This week’s blog post comes from a guest author, the production manager for a roofing company in Colorado. Since most of the country is experiencing snowfall and freezing temperatures, it is crucial to know about the many reasons a tile roof can experience leaks during the winter.
In March 23rd, 2016 the Denver metro area experienced a blizzard that dropped up to 27 inches of snow in some areas and shut down the city for two days. This storm produced sustained wind speeds of 30-45MPH and two inches of water for every six inches of snow. It was wet and heavy and most Coloradan’s stayed safely tucked in their homes. Those who didn’t found themselves stuck in traffic for 4-6 hours.

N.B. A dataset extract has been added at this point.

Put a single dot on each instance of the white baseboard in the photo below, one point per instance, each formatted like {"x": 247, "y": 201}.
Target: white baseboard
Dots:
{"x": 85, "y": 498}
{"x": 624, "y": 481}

Upon returning to work the calls began flooding in with reports of roof leaks. We scheduled our top repair technician to the issues and discovered the roofing systems were not failing at all. There were no leaks from ice-dammed valleys or water flooded penetrations as we would have expected with this heavy snow. Instead, we were just seeing piles of snow that had accumulated in the attics through the static vents (turtle and slantback).

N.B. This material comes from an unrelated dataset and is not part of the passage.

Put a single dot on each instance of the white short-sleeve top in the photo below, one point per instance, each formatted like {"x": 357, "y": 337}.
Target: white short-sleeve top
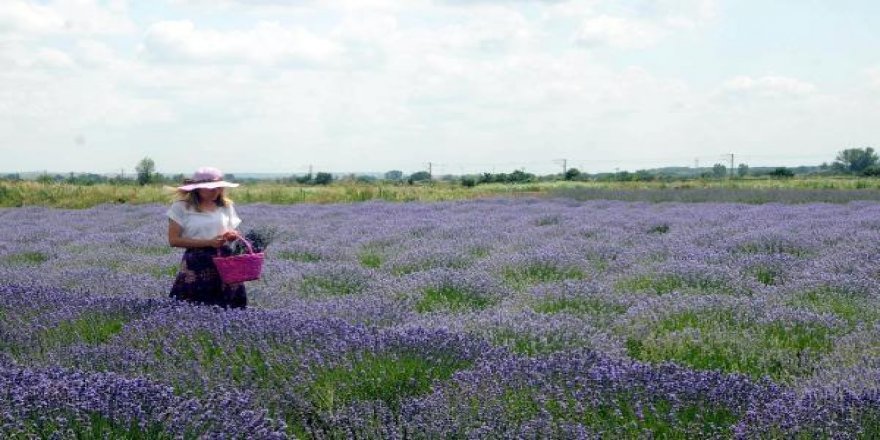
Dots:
{"x": 203, "y": 225}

A few of the attics vents were installed improperly, causing some of the exhaust to act as intake, sucking in the snow. The snow then melted from the heat of the home, soaked through the insulation and then into the ceiling/drywall. Other homes had proper ventilation but, due to the severity of the blizzard, snow in large amounts was also being driven into the attics via the static vents.

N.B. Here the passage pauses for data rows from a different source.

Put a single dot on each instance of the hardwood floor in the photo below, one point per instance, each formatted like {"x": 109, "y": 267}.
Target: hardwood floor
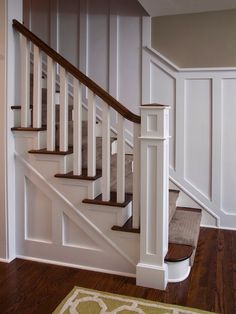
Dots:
{"x": 29, "y": 287}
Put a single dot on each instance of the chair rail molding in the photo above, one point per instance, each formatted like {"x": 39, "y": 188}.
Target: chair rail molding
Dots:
{"x": 202, "y": 130}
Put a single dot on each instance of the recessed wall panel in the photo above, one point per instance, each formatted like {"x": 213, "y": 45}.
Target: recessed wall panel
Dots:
{"x": 198, "y": 134}
{"x": 75, "y": 237}
{"x": 163, "y": 91}
{"x": 98, "y": 41}
{"x": 38, "y": 214}
{"x": 68, "y": 30}
{"x": 129, "y": 53}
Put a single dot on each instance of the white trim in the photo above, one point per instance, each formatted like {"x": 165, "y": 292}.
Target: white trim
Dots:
{"x": 5, "y": 260}
{"x": 99, "y": 270}
{"x": 178, "y": 69}
{"x": 219, "y": 228}
{"x": 196, "y": 200}
{"x": 74, "y": 208}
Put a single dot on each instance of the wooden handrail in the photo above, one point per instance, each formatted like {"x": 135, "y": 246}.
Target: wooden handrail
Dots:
{"x": 107, "y": 98}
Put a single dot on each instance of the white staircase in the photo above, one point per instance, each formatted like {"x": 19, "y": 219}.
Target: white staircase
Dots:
{"x": 81, "y": 202}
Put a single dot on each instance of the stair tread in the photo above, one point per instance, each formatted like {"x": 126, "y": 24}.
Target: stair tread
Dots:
{"x": 98, "y": 200}
{"x": 28, "y": 129}
{"x": 127, "y": 227}
{"x": 178, "y": 252}
{"x": 50, "y": 152}
{"x": 184, "y": 227}
{"x": 83, "y": 176}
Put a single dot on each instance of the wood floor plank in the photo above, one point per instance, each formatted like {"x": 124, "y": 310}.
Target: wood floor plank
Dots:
{"x": 35, "y": 288}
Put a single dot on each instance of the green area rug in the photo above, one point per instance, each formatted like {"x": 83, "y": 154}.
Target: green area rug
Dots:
{"x": 86, "y": 301}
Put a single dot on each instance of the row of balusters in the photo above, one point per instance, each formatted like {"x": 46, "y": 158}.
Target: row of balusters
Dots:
{"x": 26, "y": 47}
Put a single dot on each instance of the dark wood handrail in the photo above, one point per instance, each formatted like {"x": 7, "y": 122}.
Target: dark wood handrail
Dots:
{"x": 107, "y": 98}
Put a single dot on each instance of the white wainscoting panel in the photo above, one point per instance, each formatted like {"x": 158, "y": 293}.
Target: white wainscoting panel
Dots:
{"x": 75, "y": 237}
{"x": 38, "y": 214}
{"x": 163, "y": 91}
{"x": 40, "y": 12}
{"x": 67, "y": 29}
{"x": 204, "y": 131}
{"x": 229, "y": 146}
{"x": 198, "y": 137}
{"x": 98, "y": 42}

In cases where the ventilation was improperly installed we recommended repairs to properly ventilate the attics, but in the other cases there was nothing we could do. Most home owners called their insurance companies to make a claim and mitigation companies to handle the water damage, which in some cases was significant.
The entire experience made for an interesting and stressful week but, more importantly, taught us so much about the importance of properly installing ventilation systems in a home.